Ann Jago

Personal information
- Full name: Ann Jago
- Born: 20 February 1939 (age 87) Kingston upon Hull, Yorkshire, England
- Role: Bowler

International information
- National side: England (1960–1961);
- Test debut (cap 59): 31 December 1960 v South Africa
- Last Test: 13 January 1961 v South Africa

Domestic team information
- 1957–1961: Kent

Career statistics
| Competition | WTest | WFC |
| Matches | 2 | 7 |
| Runs scored | 7 | 16 |
| Batting average | 7.00 | 8.00 |
| 100s/50s | 0/0 | 0/0 |
| Top score | 6 | 6* |
| Balls bowled | 270 | 600 |
| Wickets | 1 | 8 |
| Bowling average | 59.00 | 14.75 |
| 5 wickets in innings | 0 | 1 |
| 10 wickets in match | 0 | 0 |
| Best bowling | 1/17 | 5/14 |
| Catches/stumpings | 1/– | 4/– |
- Source: CricketArchive, 16 November 2023

= Ann Jago =

English cricketer (born 1939)

Ann Stubbs (née Jago; born 20 February 1939) is an English former cricketer who played primarily as a bowler. She appeared in two Test matches for England in 1960 and 1961, against South Africa. She played domestic cricket for Kent.
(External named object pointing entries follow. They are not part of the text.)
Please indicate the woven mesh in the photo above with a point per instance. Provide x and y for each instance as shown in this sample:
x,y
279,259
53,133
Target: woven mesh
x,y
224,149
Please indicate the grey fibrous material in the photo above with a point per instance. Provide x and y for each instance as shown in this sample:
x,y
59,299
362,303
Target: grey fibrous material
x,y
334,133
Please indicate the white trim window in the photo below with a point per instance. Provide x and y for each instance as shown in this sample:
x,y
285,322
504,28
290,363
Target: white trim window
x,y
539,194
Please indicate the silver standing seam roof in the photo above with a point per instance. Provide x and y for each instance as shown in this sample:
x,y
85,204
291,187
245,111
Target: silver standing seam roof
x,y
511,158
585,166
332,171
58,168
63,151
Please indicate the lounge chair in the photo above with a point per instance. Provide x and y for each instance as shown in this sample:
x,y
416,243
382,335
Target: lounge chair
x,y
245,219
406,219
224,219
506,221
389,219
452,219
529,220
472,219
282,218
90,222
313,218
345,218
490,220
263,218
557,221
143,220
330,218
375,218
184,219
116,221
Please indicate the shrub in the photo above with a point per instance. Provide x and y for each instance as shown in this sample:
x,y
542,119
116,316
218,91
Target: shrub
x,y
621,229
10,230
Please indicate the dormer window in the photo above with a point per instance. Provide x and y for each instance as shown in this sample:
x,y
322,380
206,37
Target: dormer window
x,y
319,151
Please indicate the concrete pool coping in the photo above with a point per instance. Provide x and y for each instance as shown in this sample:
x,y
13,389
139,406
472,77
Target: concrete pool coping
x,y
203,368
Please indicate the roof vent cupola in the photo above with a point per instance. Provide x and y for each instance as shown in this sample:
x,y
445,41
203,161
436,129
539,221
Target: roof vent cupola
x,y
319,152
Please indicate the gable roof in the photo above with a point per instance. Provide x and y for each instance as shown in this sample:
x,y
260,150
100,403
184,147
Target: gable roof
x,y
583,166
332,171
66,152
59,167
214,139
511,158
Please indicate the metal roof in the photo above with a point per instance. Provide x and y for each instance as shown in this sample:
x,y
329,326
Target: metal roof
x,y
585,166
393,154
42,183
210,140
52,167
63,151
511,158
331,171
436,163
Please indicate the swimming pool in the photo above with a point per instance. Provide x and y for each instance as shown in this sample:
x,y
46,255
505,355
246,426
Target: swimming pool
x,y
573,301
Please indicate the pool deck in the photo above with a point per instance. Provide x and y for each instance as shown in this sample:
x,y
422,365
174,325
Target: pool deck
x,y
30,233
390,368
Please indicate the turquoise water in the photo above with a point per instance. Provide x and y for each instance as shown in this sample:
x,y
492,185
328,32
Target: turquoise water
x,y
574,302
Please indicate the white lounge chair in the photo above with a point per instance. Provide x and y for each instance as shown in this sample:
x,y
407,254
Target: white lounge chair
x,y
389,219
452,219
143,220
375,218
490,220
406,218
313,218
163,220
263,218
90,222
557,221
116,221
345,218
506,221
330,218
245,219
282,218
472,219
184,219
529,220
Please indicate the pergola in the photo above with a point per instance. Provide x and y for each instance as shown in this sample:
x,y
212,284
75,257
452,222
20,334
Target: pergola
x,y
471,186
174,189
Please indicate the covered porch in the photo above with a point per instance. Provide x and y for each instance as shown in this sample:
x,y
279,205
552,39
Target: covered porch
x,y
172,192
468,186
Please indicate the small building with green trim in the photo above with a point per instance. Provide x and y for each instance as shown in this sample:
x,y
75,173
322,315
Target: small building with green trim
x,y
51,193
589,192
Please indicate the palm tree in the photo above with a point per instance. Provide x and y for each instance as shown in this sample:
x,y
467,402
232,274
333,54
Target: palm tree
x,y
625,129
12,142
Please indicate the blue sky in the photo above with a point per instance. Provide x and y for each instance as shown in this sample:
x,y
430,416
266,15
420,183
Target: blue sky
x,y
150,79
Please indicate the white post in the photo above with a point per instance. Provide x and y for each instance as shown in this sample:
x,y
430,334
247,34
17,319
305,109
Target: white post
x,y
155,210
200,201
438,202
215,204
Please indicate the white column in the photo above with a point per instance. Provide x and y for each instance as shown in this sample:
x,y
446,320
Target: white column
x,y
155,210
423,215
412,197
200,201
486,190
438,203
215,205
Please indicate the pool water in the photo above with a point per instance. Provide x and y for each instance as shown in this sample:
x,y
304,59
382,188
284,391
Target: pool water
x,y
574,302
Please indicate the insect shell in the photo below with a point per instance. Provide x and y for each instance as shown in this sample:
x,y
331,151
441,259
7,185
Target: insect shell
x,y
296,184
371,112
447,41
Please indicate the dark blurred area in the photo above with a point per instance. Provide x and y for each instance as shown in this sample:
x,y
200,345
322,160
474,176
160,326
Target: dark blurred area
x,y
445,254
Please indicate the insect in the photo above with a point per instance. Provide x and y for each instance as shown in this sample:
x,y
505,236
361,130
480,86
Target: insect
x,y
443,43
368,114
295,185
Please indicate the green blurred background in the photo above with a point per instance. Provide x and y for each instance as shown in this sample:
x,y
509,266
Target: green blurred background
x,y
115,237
Jago's parents were both full-time artists. She was educated at Wolverhampton Girls' High School, where she played in the cricket team alongside Rachael Heyhoe Flint and Jacqueline Elledge. She studied at Dartford College of Physical Education in Kent, founded as Madame Bergman Österberg's Physical Training College and now part of the University of Greenwich, where Heyhoe was a fellow student. Jago and Heyhoe are said to have chosen Dartford as their college because Mary Duggan, the England cricket captain and "the best coach they knew of", was a lecturer there, Jago later worked as a physical education teacher at Hatton School in Sevenoaks.

She married New Zealander Alister Stubbs, who she met when touring New Zealand after her cricket tour. They live at Waitomo on North Island, with their three adult children and several grandchildren, on land where the grandchildren are the fifth generations of Stubbs. She enjoys watercolour painting. Caves on the Stubbs' land are of interest to scientists, and have been the location for the discovery of new species of spiders.